Les huit fédérations réclament la revalorisation des salaires, la prise en compte de l’inflation et à plus long terme sur un plan d’envergure pour l’ensemble du secteur. « Nos structures mutualistes et associatives font partie de l’économie sociale et solidaire (ESS). C’est dans cette ambition là que nous avons développé notre activité, de manière complémentaire à celle du service public. Nous apportons des réponses dans les territoires pour permettre l’accompagnement des plus fragiles », rappelle le président de la Mutualité Française. Les représentants demandent de ce fait un traitement équitable entre le secteur public et le privé non lucratif, notamment en termes de salaires. Et l’extension des mesures du Ségur de la santé à tous les métiers d’accompagnement et du soin.

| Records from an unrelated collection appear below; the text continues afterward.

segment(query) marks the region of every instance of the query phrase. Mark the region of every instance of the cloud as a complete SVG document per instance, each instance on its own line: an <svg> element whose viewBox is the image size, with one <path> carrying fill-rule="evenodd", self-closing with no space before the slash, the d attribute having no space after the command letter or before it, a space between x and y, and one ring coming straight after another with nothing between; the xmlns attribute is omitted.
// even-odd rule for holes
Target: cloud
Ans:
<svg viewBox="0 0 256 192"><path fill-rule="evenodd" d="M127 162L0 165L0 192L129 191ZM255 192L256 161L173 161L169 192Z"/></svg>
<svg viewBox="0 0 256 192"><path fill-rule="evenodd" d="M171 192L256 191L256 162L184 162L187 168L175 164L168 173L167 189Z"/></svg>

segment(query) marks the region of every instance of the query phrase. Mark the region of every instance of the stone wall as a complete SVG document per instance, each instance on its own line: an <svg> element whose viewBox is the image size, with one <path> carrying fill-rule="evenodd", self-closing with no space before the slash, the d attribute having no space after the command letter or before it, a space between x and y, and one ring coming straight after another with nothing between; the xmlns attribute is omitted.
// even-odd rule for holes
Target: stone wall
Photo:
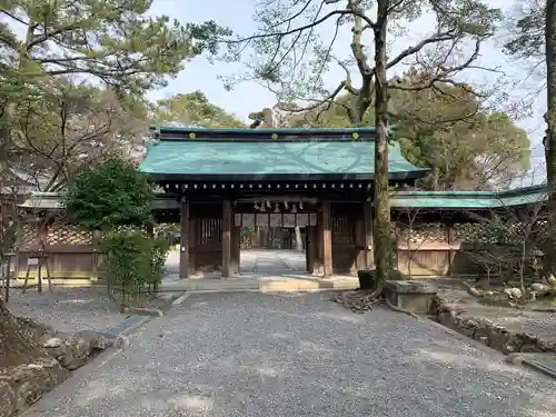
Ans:
<svg viewBox="0 0 556 417"><path fill-rule="evenodd" d="M18 318L34 330L46 356L33 364L0 369L0 417L11 417L38 401L100 351L117 344L110 335L81 331L62 334Z"/></svg>
<svg viewBox="0 0 556 417"><path fill-rule="evenodd" d="M532 332L510 330L493 320L475 317L443 298L435 300L435 319L443 326L478 340L505 355L514 353L554 353L556 340Z"/></svg>

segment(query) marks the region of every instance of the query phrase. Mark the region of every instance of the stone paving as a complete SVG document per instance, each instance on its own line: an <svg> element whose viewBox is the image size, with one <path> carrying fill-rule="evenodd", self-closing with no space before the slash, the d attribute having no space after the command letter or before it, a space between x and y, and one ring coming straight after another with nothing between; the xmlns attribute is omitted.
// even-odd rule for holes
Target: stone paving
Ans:
<svg viewBox="0 0 556 417"><path fill-rule="evenodd" d="M50 292L48 286L44 286L42 294L38 294L34 287L29 288L27 294L21 294L20 289L11 289L8 308L17 316L31 318L67 332L100 331L126 320L126 316L120 314L117 304L110 301L102 287L54 286Z"/></svg>
<svg viewBox="0 0 556 417"><path fill-rule="evenodd" d="M548 377L428 320L328 298L191 295L28 416L556 416Z"/></svg>
<svg viewBox="0 0 556 417"><path fill-rule="evenodd" d="M245 276L279 276L305 272L305 252L288 249L241 250L239 269L240 274ZM179 275L179 250L172 250L168 254L166 272L168 276Z"/></svg>

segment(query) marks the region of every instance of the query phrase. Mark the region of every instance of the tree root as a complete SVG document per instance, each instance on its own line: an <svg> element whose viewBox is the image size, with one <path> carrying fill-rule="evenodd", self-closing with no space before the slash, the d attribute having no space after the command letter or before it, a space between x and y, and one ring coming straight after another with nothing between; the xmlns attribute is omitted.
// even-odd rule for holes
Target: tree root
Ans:
<svg viewBox="0 0 556 417"><path fill-rule="evenodd" d="M331 298L331 300L341 304L348 310L351 310L357 314L371 311L375 308L375 306L385 304L386 307L388 307L393 311L403 312L407 316L411 316L417 320L420 320L419 316L417 316L415 312L393 305L389 300L383 297L381 292L383 292L381 289L380 290L376 289L371 291L369 290L344 291L344 292L338 292L334 298Z"/></svg>
<svg viewBox="0 0 556 417"><path fill-rule="evenodd" d="M464 280L461 280L461 284L465 287L468 295L474 296L474 297L480 297L480 291L477 288L473 287L471 285L469 285L468 282L466 282Z"/></svg>
<svg viewBox="0 0 556 417"><path fill-rule="evenodd" d="M400 308L400 307L396 307L395 305L393 305L388 299L384 299L384 304L391 310L394 311L398 311L398 312L403 312L405 315L408 315L408 316L411 316L413 318L417 319L417 320L420 320L420 317L417 316L415 312L413 311L409 311L409 310L406 310L405 308Z"/></svg>
<svg viewBox="0 0 556 417"><path fill-rule="evenodd" d="M332 300L354 312L365 312L373 310L381 301L379 296L378 290L354 290L339 292Z"/></svg>

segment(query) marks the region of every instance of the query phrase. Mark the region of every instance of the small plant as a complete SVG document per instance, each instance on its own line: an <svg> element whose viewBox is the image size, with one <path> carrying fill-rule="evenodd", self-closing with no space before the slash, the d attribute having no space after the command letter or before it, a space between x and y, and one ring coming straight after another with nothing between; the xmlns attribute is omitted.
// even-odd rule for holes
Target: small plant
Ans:
<svg viewBox="0 0 556 417"><path fill-rule="evenodd" d="M108 294L112 300L121 296L126 306L140 307L162 280L169 245L143 230L153 201L149 177L117 157L82 170L68 187L66 207L73 219L102 232Z"/></svg>
<svg viewBox="0 0 556 417"><path fill-rule="evenodd" d="M106 254L105 269L110 297L121 296L122 305L141 307L145 296L162 280L169 245L132 228L106 234L100 241Z"/></svg>
<svg viewBox="0 0 556 417"><path fill-rule="evenodd" d="M112 157L82 170L69 183L64 202L83 228L109 230L149 221L153 189L149 177L133 163Z"/></svg>

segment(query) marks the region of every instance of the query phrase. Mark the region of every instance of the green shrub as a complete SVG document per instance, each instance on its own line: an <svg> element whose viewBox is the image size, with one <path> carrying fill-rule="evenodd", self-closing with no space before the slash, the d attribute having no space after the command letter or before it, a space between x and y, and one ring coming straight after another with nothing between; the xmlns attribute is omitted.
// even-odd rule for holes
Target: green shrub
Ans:
<svg viewBox="0 0 556 417"><path fill-rule="evenodd" d="M67 210L89 230L145 225L151 219L153 201L149 176L117 157L80 171L64 198Z"/></svg>
<svg viewBox="0 0 556 417"><path fill-rule="evenodd" d="M146 294L156 291L162 280L168 242L142 230L119 228L105 234L100 248L106 254L102 266L110 296L140 307Z"/></svg>

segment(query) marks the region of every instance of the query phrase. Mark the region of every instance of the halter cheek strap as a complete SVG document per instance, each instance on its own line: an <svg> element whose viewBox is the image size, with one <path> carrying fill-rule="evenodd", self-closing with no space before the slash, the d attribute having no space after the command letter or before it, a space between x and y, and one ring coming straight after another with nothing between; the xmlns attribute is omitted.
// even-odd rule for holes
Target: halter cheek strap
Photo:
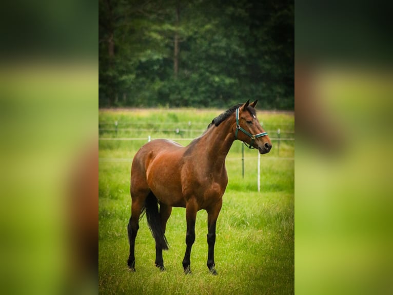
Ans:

L’Etat et les départements se renvoient la responsabilité

Concernant les mesures du Ségur, l’ensemble des présidents déplorent des retards dans les paiements des rétributions promises aux professionnels du secteur sanitaire et médico-social. « Seuls huit départements sur cent les ont aujourd’hui données. Il y a un décalage entre les annonces faites et la réalité des versements. Une vraie opacité sur la structuration de la gouvernance : qui finance et qui verse les sommes ? L’Etat et les départements se renvoient tour à tour la balle dans un jeu de ping-pong insupportable, condamnent les trois présidents. Il en va de la confiance dans la parole publique.»